The Funding Source Syracuse

The Funding Source Syracuse

Friday, May 22, 2015

Mortgage Brokers versus Mortgage Bankers - Function and Purpose

The Funding Source opened in Syracuse, New York, in 1996 as a state-approved mortgage broker. Five years later, The Funding Source of Syracuse received its approval from the New York State Department of Banking to become a mortgage banker.

Both a mortgage broker and a mortgage banker help borrowers to secure the funds that they need to purchase property. The difference between the two lies in the way that each sources a loan and arranges for its dispersal to the customer.

Rather than providing financing directly, a mortgage broker serves as an intermediary between a borrower and a lender or a bank. The broker is able to shop for different rates and packages in order to provide choice to the customer.

A mortgage banker, by contrast, provides financing on a retail basis directly to the customer. The banker gathers all appropriate information about the property and the customer, then uses that information to select loans for which that customer would qualify. The banker can only offer in-house products but does not charge a commission or broker fee. As a result, a banker can often provide the borrower with a comparatively lower rate.

Wednesday, May 20, 2015

Are lenders afraid to lend? (Great article, re post from MPA. A must read with a link)

By David Lykken
Special to MPA

On the May 11th episode of the Lykken on Lending Internet radio broadcast I host, I got the opportunity to discuss regulatory issues with David Stevens of the MBA. During our discussion, David brought up an interesting term to describe how the industry has become post-regulation. Rather than proactively pursuing home owners, many organizations have shrunken back in fear. Many in the industry have become "defensive lenders."

Rather than helping people get mortgages, the industry has become more about keeping people from getting mortgages. Due to the amount of regulation that has been placed on the industry, most organizations are more worried about compliance than anything. While I believe that much of the focus on compliance is a good thing and that the industry certainly needed a wake-up call, I've begun to wonder if the pendulum has swung too far in the other direction.

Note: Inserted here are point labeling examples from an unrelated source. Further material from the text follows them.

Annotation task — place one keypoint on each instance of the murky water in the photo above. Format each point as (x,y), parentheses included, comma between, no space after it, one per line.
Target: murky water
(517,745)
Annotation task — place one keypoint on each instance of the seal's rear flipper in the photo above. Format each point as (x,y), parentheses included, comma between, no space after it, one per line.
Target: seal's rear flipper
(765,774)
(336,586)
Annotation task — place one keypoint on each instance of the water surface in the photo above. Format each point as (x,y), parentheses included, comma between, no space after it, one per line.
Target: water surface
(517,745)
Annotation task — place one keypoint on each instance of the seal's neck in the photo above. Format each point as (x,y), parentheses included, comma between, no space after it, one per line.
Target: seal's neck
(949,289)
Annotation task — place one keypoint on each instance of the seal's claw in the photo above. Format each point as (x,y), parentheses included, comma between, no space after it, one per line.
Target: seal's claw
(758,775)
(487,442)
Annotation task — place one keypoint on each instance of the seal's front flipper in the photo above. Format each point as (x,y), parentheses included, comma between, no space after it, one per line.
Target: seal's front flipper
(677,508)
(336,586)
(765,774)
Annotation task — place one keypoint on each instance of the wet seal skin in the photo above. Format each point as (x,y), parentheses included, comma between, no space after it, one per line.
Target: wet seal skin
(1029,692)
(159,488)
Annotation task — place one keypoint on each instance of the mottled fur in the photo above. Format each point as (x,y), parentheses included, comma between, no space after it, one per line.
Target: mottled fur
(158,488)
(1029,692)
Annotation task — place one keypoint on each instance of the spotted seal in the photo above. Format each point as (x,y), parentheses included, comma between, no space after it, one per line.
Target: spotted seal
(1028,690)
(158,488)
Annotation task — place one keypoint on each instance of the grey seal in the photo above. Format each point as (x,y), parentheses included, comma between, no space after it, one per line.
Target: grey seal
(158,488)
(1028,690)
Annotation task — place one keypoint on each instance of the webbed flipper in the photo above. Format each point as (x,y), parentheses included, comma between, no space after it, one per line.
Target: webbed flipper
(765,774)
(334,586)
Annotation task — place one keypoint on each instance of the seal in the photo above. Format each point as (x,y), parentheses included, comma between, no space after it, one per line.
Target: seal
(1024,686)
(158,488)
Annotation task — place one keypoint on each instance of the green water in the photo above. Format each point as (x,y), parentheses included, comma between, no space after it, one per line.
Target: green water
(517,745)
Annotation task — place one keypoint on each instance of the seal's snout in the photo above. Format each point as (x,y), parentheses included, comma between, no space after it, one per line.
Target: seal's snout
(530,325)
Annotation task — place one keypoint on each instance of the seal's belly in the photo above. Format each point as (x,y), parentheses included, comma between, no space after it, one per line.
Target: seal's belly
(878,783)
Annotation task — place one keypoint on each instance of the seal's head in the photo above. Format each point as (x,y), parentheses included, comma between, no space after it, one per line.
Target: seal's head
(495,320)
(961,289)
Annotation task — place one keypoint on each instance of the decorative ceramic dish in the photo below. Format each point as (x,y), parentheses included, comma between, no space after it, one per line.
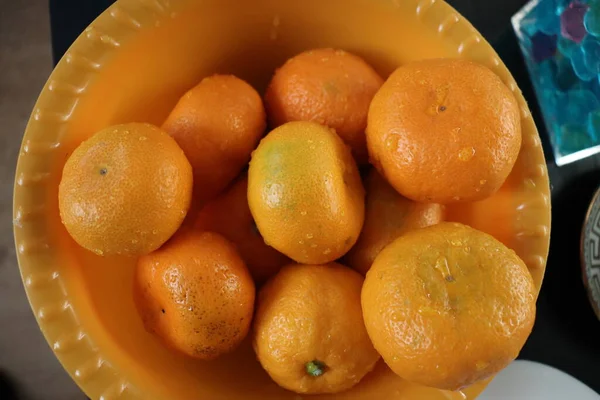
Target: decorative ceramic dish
(132,64)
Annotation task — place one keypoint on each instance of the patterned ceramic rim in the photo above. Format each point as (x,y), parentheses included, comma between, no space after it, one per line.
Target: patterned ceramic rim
(36,250)
(590,253)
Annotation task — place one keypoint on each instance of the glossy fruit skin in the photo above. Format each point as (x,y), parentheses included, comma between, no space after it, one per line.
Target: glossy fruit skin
(217,124)
(328,86)
(125,190)
(195,294)
(388,215)
(229,215)
(447,306)
(305,193)
(444,130)
(299,320)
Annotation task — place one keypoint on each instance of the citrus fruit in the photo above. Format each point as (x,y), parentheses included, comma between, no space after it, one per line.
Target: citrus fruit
(305,193)
(125,190)
(309,333)
(229,215)
(331,87)
(217,124)
(448,305)
(444,131)
(196,294)
(387,216)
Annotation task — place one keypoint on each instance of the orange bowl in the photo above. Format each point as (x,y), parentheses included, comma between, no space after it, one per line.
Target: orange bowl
(132,64)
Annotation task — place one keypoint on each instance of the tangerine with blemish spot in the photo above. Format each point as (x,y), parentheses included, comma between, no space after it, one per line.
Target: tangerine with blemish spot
(444,131)
(195,294)
(447,305)
(125,190)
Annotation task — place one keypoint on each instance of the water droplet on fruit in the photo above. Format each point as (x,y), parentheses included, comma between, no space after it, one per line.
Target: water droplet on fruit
(441,264)
(466,153)
(391,143)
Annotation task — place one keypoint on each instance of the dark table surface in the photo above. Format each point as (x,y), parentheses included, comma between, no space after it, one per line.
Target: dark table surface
(566,334)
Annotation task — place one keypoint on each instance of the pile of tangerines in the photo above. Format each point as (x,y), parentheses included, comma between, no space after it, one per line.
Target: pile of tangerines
(443,304)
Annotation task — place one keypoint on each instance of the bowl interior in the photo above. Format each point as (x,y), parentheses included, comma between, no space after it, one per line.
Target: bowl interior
(132,64)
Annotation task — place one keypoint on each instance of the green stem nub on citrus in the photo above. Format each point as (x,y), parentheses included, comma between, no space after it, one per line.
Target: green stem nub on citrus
(315,368)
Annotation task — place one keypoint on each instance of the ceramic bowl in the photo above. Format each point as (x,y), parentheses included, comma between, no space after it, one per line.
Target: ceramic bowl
(132,64)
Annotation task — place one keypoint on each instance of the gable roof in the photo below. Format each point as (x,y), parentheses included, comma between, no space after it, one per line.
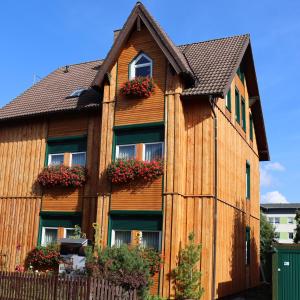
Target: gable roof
(172,53)
(50,94)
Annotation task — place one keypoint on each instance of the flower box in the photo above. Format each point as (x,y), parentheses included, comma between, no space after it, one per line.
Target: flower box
(125,171)
(140,87)
(62,176)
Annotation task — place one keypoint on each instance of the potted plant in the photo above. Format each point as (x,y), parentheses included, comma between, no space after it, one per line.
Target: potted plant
(124,171)
(139,87)
(62,176)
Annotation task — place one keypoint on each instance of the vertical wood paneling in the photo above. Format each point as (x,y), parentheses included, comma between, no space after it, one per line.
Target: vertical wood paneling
(19,232)
(136,111)
(23,153)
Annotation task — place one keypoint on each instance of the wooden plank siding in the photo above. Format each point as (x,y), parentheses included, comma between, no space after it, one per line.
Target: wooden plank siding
(137,111)
(19,221)
(22,157)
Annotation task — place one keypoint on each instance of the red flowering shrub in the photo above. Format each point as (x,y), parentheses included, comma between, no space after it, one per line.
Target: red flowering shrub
(43,259)
(123,171)
(140,87)
(62,176)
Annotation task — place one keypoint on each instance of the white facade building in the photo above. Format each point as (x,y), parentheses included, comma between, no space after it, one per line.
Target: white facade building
(282,216)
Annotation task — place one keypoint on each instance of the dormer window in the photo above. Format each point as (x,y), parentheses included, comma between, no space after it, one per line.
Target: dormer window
(141,66)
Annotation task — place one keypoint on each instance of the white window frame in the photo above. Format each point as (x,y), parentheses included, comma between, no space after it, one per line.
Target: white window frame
(133,66)
(117,149)
(144,148)
(65,231)
(77,153)
(113,236)
(159,237)
(43,234)
(50,157)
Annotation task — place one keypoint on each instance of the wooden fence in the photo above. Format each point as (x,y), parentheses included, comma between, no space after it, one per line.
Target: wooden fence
(24,286)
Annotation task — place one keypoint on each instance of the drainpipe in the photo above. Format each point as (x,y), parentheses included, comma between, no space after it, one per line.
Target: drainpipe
(212,102)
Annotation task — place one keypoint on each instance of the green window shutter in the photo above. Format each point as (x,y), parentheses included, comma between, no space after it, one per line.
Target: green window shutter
(228,100)
(243,114)
(248,245)
(251,126)
(248,185)
(63,145)
(123,221)
(237,106)
(139,134)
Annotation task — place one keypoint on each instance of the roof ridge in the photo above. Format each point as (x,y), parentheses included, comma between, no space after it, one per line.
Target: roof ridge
(216,39)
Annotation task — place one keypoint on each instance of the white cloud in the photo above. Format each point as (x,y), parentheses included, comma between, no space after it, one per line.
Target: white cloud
(266,178)
(273,197)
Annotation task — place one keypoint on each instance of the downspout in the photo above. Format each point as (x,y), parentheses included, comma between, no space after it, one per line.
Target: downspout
(212,102)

Making lenders afraid to lend isn't going to help the industry – and it isn't going to help the economy. You can't really go anywhere when you're backed into a corner. And that's how many organizations in the industry feel right now – that they’re backed into a corner fighting for survival. There's no time for thinking about progress when you're fighting for what little you have left.

Much of the regulation that has occurred recently was necessary. But if regulators don't find a way to work with organizations change this mentality in the industry, we aren't going to get anywhere. The economy needs the mortgage industry to succeed. And we need to feel like we have the freedom to do so. We need to feel like we can gain new ground again – rather than simply defending the ground we have left.